The Common Market has prompted quite a few Western European businesses to integrate across national boundaries, and U.S. companies which operate there are rapidly following suit. Dow Chemical and Jersey Standard have both centralized European operations, and so to a lesser degree have IBM and International Telephone & Telegraph. The latest American company to join the trend also happens to be one of the largest. Ford Motor Co., which has heretofore overseen all of its overseas activities from the U.S., is setting up a European-based subsidiary, Ford of Europe, Inc. The new subsidiary, says Chairman Henry Ford II, should provide "on-the-scene coordination" of the company's operations on the Continent.

The subsidiary will watch over the automaker's main European production affiliates, Ford of Britain and Ford of Germany, as well as its sundry assembly, and product-development activities elsewhere in Europe.

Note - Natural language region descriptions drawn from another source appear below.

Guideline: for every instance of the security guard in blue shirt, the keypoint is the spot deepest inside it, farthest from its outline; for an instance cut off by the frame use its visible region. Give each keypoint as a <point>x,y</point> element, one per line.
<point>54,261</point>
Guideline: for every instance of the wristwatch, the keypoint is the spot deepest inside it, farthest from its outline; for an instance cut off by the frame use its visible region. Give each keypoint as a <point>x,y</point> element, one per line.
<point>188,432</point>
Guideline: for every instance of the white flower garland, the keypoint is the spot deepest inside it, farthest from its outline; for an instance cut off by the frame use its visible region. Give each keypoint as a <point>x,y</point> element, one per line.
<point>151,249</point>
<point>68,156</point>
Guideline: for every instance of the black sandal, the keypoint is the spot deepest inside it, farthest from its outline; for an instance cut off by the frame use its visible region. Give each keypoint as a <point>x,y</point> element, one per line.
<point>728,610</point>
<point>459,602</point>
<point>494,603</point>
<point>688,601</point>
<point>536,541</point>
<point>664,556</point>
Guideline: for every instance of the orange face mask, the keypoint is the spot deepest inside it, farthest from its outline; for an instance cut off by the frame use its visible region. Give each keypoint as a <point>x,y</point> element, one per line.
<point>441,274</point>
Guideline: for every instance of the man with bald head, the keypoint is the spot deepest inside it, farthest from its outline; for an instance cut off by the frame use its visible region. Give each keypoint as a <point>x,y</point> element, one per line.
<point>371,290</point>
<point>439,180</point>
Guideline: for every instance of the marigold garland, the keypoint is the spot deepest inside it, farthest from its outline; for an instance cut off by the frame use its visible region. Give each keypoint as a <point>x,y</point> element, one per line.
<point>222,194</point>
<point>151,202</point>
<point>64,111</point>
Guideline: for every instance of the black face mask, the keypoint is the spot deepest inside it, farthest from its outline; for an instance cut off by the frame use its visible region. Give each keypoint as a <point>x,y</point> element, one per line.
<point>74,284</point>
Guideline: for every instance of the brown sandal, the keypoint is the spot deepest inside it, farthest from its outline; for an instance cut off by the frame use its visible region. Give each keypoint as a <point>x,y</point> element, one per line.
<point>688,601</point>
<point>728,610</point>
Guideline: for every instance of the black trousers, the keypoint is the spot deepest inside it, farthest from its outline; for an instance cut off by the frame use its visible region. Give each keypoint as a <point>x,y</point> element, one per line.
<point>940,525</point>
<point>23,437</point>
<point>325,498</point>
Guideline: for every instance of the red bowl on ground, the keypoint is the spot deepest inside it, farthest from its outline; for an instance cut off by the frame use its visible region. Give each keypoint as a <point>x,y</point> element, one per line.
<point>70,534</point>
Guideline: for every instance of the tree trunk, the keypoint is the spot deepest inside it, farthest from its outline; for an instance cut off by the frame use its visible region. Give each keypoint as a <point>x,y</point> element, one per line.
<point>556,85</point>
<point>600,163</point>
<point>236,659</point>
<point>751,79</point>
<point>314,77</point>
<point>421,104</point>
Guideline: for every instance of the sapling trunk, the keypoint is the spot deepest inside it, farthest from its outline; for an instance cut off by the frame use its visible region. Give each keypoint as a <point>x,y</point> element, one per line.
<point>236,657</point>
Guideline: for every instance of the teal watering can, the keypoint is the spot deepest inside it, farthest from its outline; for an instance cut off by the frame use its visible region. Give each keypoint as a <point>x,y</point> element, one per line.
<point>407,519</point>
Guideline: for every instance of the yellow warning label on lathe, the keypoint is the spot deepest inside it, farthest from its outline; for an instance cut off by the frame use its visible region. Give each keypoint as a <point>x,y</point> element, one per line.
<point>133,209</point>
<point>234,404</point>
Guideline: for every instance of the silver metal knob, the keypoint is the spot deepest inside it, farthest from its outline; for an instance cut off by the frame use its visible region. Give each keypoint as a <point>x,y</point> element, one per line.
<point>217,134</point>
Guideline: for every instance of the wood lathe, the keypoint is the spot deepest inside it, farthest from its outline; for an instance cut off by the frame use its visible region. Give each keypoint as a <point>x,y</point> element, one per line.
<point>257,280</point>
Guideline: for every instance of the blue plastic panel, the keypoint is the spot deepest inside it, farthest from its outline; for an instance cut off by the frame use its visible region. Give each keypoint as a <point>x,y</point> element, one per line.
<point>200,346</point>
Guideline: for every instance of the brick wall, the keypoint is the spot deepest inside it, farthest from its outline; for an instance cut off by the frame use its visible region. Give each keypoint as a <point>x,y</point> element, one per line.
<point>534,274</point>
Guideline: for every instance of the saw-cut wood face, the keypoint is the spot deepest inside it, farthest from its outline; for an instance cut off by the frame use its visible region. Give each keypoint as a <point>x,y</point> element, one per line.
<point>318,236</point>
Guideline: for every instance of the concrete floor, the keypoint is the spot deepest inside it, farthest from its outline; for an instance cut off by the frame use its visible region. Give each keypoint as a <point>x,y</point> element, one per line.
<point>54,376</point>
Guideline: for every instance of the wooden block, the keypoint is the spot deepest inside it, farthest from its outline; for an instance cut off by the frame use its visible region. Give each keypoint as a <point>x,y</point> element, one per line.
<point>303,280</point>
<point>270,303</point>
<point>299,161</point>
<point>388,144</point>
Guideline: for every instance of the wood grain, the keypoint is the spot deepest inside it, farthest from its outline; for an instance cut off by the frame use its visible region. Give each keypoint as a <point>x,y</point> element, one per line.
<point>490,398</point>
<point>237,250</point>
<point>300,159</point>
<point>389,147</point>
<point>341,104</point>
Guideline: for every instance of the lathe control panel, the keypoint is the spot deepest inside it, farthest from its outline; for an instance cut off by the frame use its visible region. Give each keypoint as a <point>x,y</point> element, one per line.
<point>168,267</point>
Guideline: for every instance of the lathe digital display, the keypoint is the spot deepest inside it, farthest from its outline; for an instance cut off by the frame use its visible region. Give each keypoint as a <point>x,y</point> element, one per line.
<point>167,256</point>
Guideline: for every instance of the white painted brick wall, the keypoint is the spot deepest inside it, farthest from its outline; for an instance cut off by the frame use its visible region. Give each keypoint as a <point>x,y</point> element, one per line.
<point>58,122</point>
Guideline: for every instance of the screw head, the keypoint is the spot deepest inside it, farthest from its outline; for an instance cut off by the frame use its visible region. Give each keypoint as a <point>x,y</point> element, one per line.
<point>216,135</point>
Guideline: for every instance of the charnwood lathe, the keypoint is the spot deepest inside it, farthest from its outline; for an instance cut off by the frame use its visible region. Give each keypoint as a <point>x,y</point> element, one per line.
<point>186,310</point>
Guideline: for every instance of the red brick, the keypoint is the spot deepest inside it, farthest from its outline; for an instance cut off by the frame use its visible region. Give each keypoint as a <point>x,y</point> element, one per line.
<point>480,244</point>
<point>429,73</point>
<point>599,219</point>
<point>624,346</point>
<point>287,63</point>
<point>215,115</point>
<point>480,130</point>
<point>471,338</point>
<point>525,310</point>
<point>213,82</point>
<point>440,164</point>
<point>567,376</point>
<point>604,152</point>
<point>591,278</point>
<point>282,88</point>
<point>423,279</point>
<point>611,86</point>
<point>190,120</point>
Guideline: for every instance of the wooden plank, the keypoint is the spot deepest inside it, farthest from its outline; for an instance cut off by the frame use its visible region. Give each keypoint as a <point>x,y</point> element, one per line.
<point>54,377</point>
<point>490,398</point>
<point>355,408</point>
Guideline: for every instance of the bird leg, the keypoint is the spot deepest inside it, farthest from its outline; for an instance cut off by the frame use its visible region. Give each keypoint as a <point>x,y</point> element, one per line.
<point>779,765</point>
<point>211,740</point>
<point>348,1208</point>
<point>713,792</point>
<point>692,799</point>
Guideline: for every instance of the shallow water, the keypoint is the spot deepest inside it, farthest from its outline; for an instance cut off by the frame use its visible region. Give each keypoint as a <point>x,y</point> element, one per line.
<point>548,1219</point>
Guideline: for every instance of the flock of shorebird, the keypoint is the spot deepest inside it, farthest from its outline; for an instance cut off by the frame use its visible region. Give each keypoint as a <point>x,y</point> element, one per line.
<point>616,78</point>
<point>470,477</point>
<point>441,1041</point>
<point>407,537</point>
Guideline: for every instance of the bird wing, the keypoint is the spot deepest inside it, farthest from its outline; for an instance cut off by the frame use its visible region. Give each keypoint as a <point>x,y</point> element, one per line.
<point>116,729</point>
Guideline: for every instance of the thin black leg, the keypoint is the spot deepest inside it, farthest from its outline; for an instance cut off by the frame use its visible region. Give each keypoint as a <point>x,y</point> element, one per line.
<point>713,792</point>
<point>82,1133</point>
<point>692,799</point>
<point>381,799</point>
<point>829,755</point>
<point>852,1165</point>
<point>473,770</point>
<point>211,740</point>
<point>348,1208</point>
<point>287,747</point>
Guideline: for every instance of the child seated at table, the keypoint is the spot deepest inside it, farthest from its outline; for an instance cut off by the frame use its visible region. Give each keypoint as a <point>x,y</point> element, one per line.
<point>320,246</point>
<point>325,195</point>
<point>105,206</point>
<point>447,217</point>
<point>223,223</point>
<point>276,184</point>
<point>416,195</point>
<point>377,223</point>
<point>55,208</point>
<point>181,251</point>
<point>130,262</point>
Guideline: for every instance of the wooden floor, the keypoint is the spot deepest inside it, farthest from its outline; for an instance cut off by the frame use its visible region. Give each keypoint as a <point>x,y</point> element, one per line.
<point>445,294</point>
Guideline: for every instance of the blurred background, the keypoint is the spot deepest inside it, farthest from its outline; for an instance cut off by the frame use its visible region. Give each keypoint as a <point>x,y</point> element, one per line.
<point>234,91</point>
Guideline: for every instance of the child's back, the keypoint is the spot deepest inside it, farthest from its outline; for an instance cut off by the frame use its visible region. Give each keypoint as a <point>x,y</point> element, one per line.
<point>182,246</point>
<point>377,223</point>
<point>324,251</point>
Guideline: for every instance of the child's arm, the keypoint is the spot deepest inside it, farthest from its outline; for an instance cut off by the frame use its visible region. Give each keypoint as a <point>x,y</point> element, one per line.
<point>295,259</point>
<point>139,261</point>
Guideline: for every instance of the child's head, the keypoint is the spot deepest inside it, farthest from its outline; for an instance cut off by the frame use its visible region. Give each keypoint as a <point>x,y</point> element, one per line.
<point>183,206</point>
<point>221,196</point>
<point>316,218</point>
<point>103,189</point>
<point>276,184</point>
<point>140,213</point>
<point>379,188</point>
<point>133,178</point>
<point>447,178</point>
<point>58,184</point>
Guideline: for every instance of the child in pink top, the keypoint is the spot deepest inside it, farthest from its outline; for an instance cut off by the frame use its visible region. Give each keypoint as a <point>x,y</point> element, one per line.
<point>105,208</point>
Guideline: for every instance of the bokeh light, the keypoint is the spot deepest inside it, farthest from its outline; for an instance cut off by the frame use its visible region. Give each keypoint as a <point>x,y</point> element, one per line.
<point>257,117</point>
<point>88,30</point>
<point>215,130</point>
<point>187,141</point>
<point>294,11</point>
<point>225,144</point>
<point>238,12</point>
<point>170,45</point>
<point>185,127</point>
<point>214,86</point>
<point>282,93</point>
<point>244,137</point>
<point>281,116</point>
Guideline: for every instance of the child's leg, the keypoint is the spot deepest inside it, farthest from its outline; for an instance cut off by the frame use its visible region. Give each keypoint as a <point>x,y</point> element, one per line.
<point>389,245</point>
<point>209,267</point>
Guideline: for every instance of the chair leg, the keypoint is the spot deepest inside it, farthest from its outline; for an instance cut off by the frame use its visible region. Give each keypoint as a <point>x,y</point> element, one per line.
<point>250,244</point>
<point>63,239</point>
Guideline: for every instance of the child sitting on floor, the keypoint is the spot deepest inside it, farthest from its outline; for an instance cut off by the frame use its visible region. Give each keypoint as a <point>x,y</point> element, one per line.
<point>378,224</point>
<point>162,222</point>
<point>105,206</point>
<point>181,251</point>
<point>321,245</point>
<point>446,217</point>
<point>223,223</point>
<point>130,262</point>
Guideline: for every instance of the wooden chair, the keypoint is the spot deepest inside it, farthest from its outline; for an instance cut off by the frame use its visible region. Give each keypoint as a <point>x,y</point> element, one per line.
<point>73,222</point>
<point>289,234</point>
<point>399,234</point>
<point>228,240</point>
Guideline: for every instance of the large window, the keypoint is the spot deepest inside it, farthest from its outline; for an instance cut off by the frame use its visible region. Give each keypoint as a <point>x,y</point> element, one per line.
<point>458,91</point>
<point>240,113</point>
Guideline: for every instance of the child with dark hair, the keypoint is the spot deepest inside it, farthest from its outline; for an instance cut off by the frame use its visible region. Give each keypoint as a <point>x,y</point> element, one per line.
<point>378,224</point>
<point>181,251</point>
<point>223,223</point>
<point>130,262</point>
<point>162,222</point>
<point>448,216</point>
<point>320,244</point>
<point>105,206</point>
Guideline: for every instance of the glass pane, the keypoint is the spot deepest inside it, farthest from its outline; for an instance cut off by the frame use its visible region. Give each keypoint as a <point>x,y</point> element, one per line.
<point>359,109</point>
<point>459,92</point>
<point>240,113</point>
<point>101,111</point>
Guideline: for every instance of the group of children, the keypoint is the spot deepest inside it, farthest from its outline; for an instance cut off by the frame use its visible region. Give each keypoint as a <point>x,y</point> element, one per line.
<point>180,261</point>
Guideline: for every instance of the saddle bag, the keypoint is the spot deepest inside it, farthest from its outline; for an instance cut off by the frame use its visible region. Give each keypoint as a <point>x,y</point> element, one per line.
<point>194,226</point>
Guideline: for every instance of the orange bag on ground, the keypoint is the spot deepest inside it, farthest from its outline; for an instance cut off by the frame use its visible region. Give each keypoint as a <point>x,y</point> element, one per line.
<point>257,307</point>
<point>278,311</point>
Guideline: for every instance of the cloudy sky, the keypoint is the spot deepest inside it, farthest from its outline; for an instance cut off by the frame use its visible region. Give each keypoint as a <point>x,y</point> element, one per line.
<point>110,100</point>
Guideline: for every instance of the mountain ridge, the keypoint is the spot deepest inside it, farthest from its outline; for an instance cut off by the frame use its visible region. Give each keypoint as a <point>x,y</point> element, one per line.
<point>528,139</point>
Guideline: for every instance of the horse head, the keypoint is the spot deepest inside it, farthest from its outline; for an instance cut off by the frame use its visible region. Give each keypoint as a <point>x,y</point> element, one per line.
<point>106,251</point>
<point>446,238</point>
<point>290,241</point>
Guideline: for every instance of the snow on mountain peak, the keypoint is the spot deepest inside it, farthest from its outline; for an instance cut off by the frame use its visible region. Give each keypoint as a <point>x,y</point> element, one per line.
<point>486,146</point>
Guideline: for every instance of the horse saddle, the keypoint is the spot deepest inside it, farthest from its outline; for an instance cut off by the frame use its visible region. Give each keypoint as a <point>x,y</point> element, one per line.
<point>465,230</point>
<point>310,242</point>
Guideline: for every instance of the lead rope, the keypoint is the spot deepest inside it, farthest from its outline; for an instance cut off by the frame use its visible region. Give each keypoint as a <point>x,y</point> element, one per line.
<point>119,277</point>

Actually, the kind of coordination envisioned for the new setup is already evident in some of Ford's Continental operations. European production of Ford's light vans, for example, is so integrated that their front axles are manufactured in Britain, rear axles in West Germany.

The man who will head the Europe-wide subsidiary is John S. Andrews, 53, a tall Texan who was general manager of Ford of Germany until he returned to Detroit as the parent company's European vice president in 1965. During seven years on the job in Germany, Andrews launched a period of growth that has seen Ford's share of the German auto market increase from 7% to 18%. In his new post, he will try to help Ford weather the effects of European recession. Last year the company's auto sales were off 12% in Britain, 5% in Germany.

While Ford of Europe will continue to be largely American-run, national operations henceforth will be significantly de-Americanized. As part of the same shuffle that brings Andrews to Europe, Max Ueber will become Ford of Germany's first native managing director since World War II. Similarly, Leonard Crossland, a Briton, will succeed an American as general manager of British Ford. All of which should go a long way toward making Ford a truly multinational company.